Pour étendre les surfaces cultivables, 94 réservoirs et 24 000 km de canaux ont été construits sur les deux fleuves. En particulier, les 1.375 km du canal du Karakoum traversant le désert du même nom, navigable sur sa plus grande partie, prélèvent annuellement 11 km³ d’eau de l’Amou-Daria, 20 % de son débit. Il a été creusé à partir de 1954 pour abreuver le Turkménistan et la culture du coton. Mais il a contribué à assécher la mer d’Aral.
Projets de réhabilitation et folie des grandeur
Pour limiter les dégâts, la partie nord de la mer d’Aral a été fermée par une digue et il semblerait aujourd’hui que cette « petite mer » revive et que son niveau remonte.
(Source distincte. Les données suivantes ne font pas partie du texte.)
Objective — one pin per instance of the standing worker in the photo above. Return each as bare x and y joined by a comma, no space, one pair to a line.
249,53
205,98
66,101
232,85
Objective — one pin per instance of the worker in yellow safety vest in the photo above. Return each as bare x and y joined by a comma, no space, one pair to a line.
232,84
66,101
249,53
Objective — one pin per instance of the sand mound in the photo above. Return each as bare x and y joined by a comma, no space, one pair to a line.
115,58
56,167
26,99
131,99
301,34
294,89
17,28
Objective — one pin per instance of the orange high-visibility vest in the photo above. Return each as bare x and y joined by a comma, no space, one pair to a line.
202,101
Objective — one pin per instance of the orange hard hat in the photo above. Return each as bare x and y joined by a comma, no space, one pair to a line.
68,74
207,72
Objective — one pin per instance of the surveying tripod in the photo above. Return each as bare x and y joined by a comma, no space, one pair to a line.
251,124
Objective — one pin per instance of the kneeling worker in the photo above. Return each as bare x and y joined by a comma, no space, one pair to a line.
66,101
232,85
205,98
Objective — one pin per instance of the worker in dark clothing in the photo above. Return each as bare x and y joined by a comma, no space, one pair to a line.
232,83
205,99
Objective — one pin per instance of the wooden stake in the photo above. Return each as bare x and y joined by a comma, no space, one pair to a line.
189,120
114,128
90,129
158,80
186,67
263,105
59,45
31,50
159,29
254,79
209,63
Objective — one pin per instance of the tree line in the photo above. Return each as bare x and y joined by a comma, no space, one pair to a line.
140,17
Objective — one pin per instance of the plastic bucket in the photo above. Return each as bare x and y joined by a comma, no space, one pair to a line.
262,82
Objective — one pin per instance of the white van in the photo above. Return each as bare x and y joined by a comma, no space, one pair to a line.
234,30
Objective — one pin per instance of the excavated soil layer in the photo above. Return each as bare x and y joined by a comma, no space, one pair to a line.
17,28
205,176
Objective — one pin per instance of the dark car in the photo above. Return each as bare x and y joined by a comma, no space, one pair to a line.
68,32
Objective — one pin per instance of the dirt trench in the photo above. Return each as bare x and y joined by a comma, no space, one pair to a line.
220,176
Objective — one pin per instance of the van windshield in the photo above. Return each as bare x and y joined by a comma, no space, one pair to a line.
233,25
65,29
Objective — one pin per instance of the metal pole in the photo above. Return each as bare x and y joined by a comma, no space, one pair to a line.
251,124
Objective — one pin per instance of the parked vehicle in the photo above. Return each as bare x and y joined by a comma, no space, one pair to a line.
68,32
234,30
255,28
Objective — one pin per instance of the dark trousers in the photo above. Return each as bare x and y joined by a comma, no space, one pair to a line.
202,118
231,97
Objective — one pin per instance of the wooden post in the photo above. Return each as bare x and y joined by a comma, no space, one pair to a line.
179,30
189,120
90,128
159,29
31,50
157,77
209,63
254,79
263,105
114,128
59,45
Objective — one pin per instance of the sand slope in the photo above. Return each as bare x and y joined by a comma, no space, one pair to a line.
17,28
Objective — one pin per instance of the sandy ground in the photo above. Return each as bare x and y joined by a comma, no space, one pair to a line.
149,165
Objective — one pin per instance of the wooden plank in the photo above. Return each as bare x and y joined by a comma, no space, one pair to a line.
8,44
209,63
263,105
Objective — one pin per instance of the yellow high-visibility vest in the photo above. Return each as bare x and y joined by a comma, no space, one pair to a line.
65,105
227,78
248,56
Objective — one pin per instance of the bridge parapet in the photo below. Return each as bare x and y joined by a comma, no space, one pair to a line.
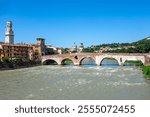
98,57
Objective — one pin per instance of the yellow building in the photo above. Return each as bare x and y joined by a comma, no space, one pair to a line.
29,51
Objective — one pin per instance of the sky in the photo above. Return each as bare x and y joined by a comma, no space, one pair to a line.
63,22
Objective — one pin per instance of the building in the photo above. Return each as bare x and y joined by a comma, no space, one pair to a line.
9,34
81,47
49,49
30,51
74,48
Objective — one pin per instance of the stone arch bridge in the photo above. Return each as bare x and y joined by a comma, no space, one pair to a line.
98,57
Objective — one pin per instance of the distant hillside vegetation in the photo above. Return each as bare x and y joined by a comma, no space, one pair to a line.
141,46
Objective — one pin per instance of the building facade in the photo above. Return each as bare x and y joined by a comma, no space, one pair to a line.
34,52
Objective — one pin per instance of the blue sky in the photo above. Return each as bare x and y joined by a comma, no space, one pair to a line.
63,22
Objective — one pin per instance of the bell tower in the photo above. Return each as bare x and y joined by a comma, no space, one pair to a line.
9,34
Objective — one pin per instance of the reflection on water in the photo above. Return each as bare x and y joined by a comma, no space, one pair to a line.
74,82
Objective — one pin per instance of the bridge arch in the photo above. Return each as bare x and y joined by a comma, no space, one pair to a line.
67,61
88,59
111,59
50,62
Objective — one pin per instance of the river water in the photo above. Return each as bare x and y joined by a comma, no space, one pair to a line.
74,82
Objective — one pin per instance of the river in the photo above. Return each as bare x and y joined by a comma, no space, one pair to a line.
74,82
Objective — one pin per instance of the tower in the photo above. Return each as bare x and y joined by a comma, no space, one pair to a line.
9,34
41,43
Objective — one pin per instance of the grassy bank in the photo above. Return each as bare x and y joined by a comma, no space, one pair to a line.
135,63
16,64
146,71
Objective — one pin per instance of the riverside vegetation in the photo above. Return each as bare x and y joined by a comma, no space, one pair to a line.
15,63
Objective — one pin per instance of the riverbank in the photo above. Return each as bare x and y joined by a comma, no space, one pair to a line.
146,72
11,65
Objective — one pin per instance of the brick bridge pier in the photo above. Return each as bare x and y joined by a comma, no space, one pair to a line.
77,58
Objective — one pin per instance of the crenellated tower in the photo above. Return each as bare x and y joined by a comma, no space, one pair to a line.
9,34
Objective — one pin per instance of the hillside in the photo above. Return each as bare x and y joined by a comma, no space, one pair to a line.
141,46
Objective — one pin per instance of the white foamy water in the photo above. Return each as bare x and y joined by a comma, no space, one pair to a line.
74,82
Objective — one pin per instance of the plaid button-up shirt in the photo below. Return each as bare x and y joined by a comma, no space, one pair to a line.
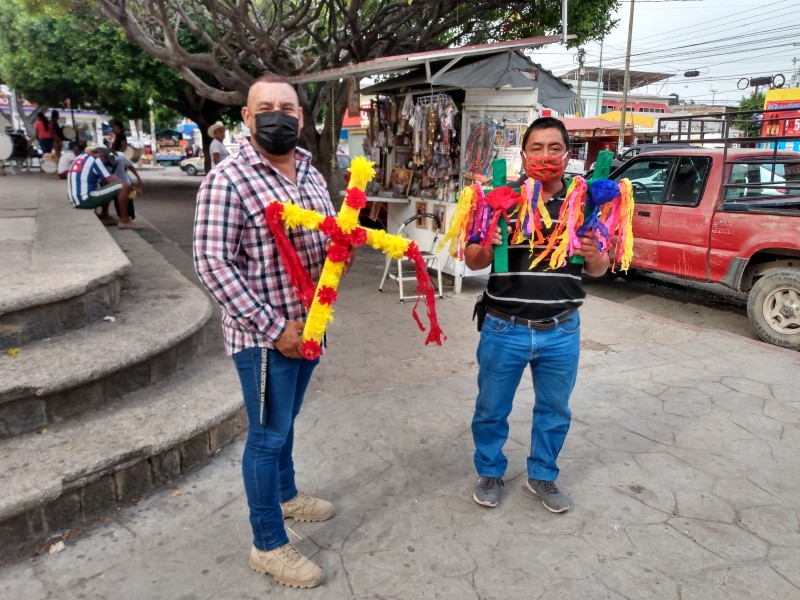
235,255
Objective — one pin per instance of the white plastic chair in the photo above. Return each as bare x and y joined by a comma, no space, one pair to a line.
431,258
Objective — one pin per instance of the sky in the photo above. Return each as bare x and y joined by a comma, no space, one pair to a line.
725,40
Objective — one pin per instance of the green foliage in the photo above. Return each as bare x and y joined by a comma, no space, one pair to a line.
49,54
746,123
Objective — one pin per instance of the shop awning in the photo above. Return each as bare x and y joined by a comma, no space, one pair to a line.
498,69
638,120
402,62
589,127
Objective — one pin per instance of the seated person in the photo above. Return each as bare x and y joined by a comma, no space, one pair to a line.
91,185
65,160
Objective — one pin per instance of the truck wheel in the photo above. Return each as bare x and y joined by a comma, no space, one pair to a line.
773,307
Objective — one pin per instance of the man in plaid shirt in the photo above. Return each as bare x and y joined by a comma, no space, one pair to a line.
236,258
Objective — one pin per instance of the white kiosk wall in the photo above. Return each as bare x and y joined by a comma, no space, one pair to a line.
515,106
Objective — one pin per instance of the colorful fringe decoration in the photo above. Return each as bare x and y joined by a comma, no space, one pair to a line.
345,234
604,206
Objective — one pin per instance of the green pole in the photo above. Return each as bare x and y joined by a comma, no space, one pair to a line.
501,251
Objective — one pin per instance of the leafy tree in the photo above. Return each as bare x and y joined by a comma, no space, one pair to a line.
54,50
233,42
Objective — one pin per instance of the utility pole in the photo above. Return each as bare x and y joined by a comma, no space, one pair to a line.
626,84
581,57
598,104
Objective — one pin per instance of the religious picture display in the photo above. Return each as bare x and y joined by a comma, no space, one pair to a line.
421,208
401,182
440,211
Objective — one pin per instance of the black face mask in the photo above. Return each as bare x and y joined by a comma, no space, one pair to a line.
276,132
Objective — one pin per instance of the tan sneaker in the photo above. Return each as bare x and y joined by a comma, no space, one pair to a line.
307,508
128,225
287,566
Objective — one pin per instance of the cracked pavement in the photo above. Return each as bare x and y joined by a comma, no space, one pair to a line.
682,463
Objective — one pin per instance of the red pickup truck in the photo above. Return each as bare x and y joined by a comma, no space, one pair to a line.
725,215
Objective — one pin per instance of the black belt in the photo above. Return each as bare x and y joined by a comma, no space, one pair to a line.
538,325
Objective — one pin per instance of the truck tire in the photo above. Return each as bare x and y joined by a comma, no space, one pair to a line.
773,308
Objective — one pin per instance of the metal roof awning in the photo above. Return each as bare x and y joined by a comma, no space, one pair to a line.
593,127
613,79
403,62
496,69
Les choses n’ont pas toujours été pareilles, il fut un temps où l’Amou-Daria aboutissait dans la mer Caspienne. Au plus fort de l’époque glaciaire, l’Ob, bloqué par les glaces, s’était retourné vers le sud et alimentait la mer d’Aral dont la superficie atteignit 100.000 Km et se déversait dans la mer Caspienne à travers l’Ouzboï (ancien cours de l’Amou-Daria), aujourd’hui desséché. Des savants soviétiques en ont tiré un nouveau projet pharaonique : pourquoi ne pas détourner les fleuves sibériens, dont l’eau se perd inutilement dans l’Océan arctique, pour sauver la mer d’Aral ? Nombreux sont aujourd’hui ceux qui pensent que des catastrophes encore plus importantes que celles de l’Aral auraient pu couronner ce projet…
Menacé d’un affaiblissement du débit du canal du Karakoum, puisque soumis aux aléas de l’Amou-Daria, le pouvoir turkmène a décidé de créer un lac de 2 000 à 3.500 km², profond de 70 m, dans la dépression naturelle de Karashor, au nord du Turkménistan. Ce «Lac de l’âge d’or» (Altyn Asyr) sera alimenté par les surplus d’eaux irriguant les champs de coton du pays, acheminés par un réseau de canaux de 2 650km de long. Le remplir prendra une quinzaine d’années et coûtera jusqu’à 4,5 milliards de dollars (3,1 milliards d’euros). Certains spécialistes estiment que ce lac serait pollué par les pesticides et que le fort taux d’évaporation y concentrerait le sel.
Quelques unes des causes des problèmes rencontrés autour du bassin de l’Aral proviendraient du mauvais entretien des installations datant de l’ère soviétique, d’une agriculture trop gourmande en eau, des modifications climatiques et de l’accroissement démographique. Comme l’a dit avec une certaine sagesse Islam Karimov « Ces projets ont été conçus dans les années 70 et 80, nous étions tous alors en Union Soviétique et nous souffrions tous de mégalomanie, mais les temps ont changé ».